Je me suis réveillé le lendemain et mon humeur avait changé. Les personnes à côté de moi souriaient et un nouvel espoir nous animait. Nous avons continué à naviguer jusqu’à ce que nous rencontrions des pêcheurs tunisiens qui nous ont donné du pain, du lait et de l’eau et qui ont appelé de l’aide.
Finalement, un navire est arrivé, mais nous avons découvert qu’il s’agissait des garde-côtes tunisiens. Mieux que de passer une autre nuit en Méditerranée.
Le navire a accosté au port et nous avons été emmenés à Zarzis, en Tunisie. Les ONG nous ont donné de la nourriture, des vêtements et un abri.
Je me souviens d’avoir écrit: « N’abandonne pas » avec du dentifrice sur le mur de ma chambre, à côté de mon lit. Un membre du personnel me disait de le nettoyer, mais j’ai refusé, jusqu’au jour où il m’a apporté un chiffon et m’a dit qu’il ne partirait pas tant que je ne l’aurais pas nettoyé. Alors je l’ai fait.
Le lendemain, il est revenu et il a trouvé un tableau que j’avais fait sur le mur. Plus tard, j’ai pris avec moi des stylos et du papier. J’ai commencé à dessiner et je suis tombé amoureux de l’art. J’ai aussi travaillé quelque temps avec un artiste local avant de retourner en Libye avec deux autres compagnons. Bien que la Libye soit affreuse, c’est à partir de là qu’il est plus facile de traverser la mer.
Je suis retourné travailler jusqu’à ce que j’aie gagné assez d’argent pour payer une autre traversée. C’était une énième tentative et j’y plaçais beaucoup d’espoirs. Cette fois, après 3 jours de mer, j’arrivais à Malte, c’était la sixième fois que je payais des passeurs.
Lorsque les garde-côtes maltais nous ont secourus, je n’arrivais presque pas à y croire.

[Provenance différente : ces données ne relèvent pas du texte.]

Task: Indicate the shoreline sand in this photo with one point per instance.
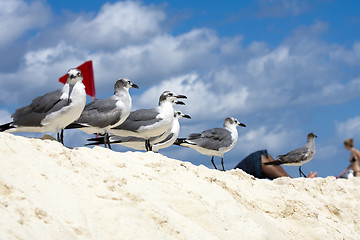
(48, 191)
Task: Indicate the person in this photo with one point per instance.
(354, 158)
(254, 165)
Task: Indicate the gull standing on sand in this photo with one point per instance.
(102, 114)
(148, 123)
(298, 156)
(163, 141)
(53, 111)
(215, 141)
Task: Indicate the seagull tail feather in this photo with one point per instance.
(74, 126)
(180, 141)
(95, 141)
(273, 163)
(6, 126)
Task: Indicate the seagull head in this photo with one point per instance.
(124, 83)
(230, 121)
(171, 97)
(74, 76)
(178, 114)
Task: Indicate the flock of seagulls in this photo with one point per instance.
(143, 129)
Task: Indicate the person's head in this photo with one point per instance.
(349, 143)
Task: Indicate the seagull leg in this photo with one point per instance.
(212, 161)
(62, 136)
(222, 163)
(301, 173)
(107, 140)
(150, 147)
(147, 145)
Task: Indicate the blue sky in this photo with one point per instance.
(285, 68)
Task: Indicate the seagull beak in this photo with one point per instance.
(181, 96)
(134, 85)
(179, 103)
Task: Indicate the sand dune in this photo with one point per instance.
(50, 192)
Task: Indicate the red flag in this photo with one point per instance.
(88, 73)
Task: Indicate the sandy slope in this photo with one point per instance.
(51, 192)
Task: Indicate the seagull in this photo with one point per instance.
(163, 141)
(102, 114)
(53, 111)
(298, 156)
(148, 123)
(215, 141)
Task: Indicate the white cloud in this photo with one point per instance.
(115, 25)
(204, 99)
(282, 8)
(17, 17)
(5, 116)
(277, 139)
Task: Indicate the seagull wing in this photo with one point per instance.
(294, 156)
(33, 114)
(140, 118)
(212, 139)
(100, 113)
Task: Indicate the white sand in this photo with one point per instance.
(51, 192)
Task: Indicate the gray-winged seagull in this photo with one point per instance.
(102, 114)
(215, 141)
(163, 141)
(148, 123)
(53, 111)
(299, 156)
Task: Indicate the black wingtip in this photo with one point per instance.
(273, 163)
(95, 141)
(6, 126)
(74, 126)
(179, 141)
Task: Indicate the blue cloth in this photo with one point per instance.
(252, 164)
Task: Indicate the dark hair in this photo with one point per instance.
(349, 142)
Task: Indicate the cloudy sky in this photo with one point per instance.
(283, 67)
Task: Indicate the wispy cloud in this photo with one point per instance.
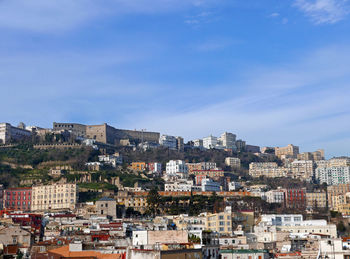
(324, 11)
(52, 16)
(298, 103)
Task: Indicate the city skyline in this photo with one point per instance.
(273, 73)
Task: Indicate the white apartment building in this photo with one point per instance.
(268, 226)
(233, 162)
(9, 132)
(274, 196)
(177, 168)
(54, 197)
(198, 143)
(302, 169)
(208, 185)
(333, 175)
(178, 186)
(228, 140)
(111, 159)
(269, 169)
(234, 186)
(168, 141)
(210, 142)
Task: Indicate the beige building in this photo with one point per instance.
(269, 169)
(314, 156)
(131, 200)
(303, 169)
(234, 162)
(106, 134)
(316, 199)
(107, 207)
(289, 151)
(336, 194)
(54, 197)
(220, 222)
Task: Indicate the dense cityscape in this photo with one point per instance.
(95, 191)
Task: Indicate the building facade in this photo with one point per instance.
(54, 197)
(18, 199)
(9, 133)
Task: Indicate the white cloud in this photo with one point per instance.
(298, 103)
(53, 15)
(274, 15)
(324, 11)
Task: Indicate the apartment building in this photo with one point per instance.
(290, 151)
(168, 142)
(234, 162)
(208, 185)
(107, 134)
(18, 198)
(138, 166)
(177, 168)
(316, 199)
(201, 166)
(180, 146)
(210, 142)
(220, 222)
(302, 169)
(106, 207)
(10, 133)
(268, 226)
(275, 196)
(314, 156)
(179, 186)
(228, 140)
(54, 197)
(333, 175)
(268, 169)
(209, 173)
(295, 198)
(336, 190)
(198, 143)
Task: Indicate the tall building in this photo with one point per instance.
(54, 197)
(316, 199)
(210, 142)
(314, 156)
(302, 169)
(295, 198)
(10, 133)
(107, 134)
(177, 168)
(240, 144)
(168, 141)
(268, 169)
(198, 143)
(333, 175)
(180, 144)
(1, 196)
(18, 199)
(228, 140)
(220, 222)
(234, 162)
(107, 207)
(289, 151)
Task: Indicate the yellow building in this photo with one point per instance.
(130, 200)
(245, 218)
(220, 222)
(316, 199)
(54, 197)
(288, 151)
(138, 166)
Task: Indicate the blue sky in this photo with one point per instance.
(272, 71)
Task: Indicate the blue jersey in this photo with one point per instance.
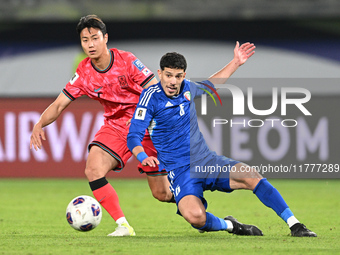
(172, 124)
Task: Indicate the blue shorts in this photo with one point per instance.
(183, 184)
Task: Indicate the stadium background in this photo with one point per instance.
(297, 43)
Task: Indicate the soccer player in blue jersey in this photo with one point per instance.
(167, 109)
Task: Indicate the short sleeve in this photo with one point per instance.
(138, 72)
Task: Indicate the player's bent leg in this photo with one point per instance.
(268, 195)
(99, 163)
(192, 210)
(159, 186)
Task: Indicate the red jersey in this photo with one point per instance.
(117, 88)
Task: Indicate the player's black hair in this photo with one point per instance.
(173, 60)
(91, 21)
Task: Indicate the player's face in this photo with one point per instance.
(171, 80)
(93, 42)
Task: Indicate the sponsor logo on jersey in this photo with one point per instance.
(146, 72)
(123, 82)
(138, 64)
(187, 95)
(74, 78)
(140, 113)
(168, 104)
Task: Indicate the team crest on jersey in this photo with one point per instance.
(74, 78)
(138, 64)
(140, 113)
(123, 82)
(187, 95)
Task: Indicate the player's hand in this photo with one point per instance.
(36, 136)
(150, 161)
(243, 52)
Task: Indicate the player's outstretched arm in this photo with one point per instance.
(47, 117)
(241, 55)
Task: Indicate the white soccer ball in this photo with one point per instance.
(83, 213)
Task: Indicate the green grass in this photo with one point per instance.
(32, 220)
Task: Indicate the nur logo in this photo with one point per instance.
(204, 98)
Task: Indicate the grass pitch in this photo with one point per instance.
(32, 220)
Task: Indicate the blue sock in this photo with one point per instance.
(270, 197)
(213, 223)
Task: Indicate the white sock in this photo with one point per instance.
(292, 221)
(121, 220)
(230, 226)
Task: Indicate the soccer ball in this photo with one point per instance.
(83, 213)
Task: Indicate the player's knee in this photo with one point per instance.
(93, 174)
(196, 217)
(162, 195)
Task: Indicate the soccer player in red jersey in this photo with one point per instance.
(116, 79)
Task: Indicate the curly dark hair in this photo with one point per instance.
(173, 60)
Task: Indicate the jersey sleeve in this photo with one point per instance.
(139, 73)
(140, 121)
(73, 88)
(200, 88)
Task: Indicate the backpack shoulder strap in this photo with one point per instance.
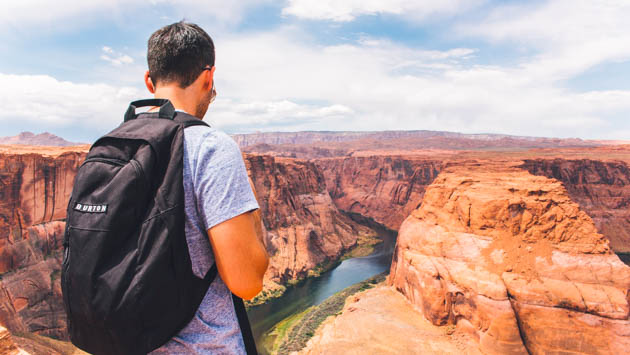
(186, 120)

Je me souviens des larmes de joie et des sourires, nous étions enfin en sécurité et mon rêve était devenu réalité.
Malheureusement, cependant, la joie n’a pas duré longtemps car nous avons été enfermés dans un centre de détention pendant environ 6 mois. J’avais perdu la tête et chaque nuit je demandais à Dieu « pourquoi ?! »
Parfois, j’ai pleuré ! Parfois, j’aurais aimé être mort. Je me demandais si le voyage entrepris était une erreur. Pourquoi des hommes comme nous devraient-ils nous considérer comme des ennemis, des criminels et non des frères ?
Au bout de ce laps de temps, on nous a emmenés au centre Hal Far, juste là derrière vous, j’ai mis du temps à m’adapter, la détention m’a aussi privé de l’envie de rêver. Mais en quelques semaines, l’ambiance a changé, j’ai commencé à affronter le quotidien avec un nouvel espoir et je peux dire que maintenant ma vie s’est beaucoup améliorée grâce au soutien des personnes qui m’ont aidé.
Mais mes pensées vont vers mes frères et sœurs toujours enfermés et je me demande quand eux aussi obtiendront la liberté.
Merci Saint-Père de m’avoir écouté. Malheureusement, encore aujourd’hui, de nombreuses personnes fuyant la guerre et la faim ont une histoire semblable à la mienne.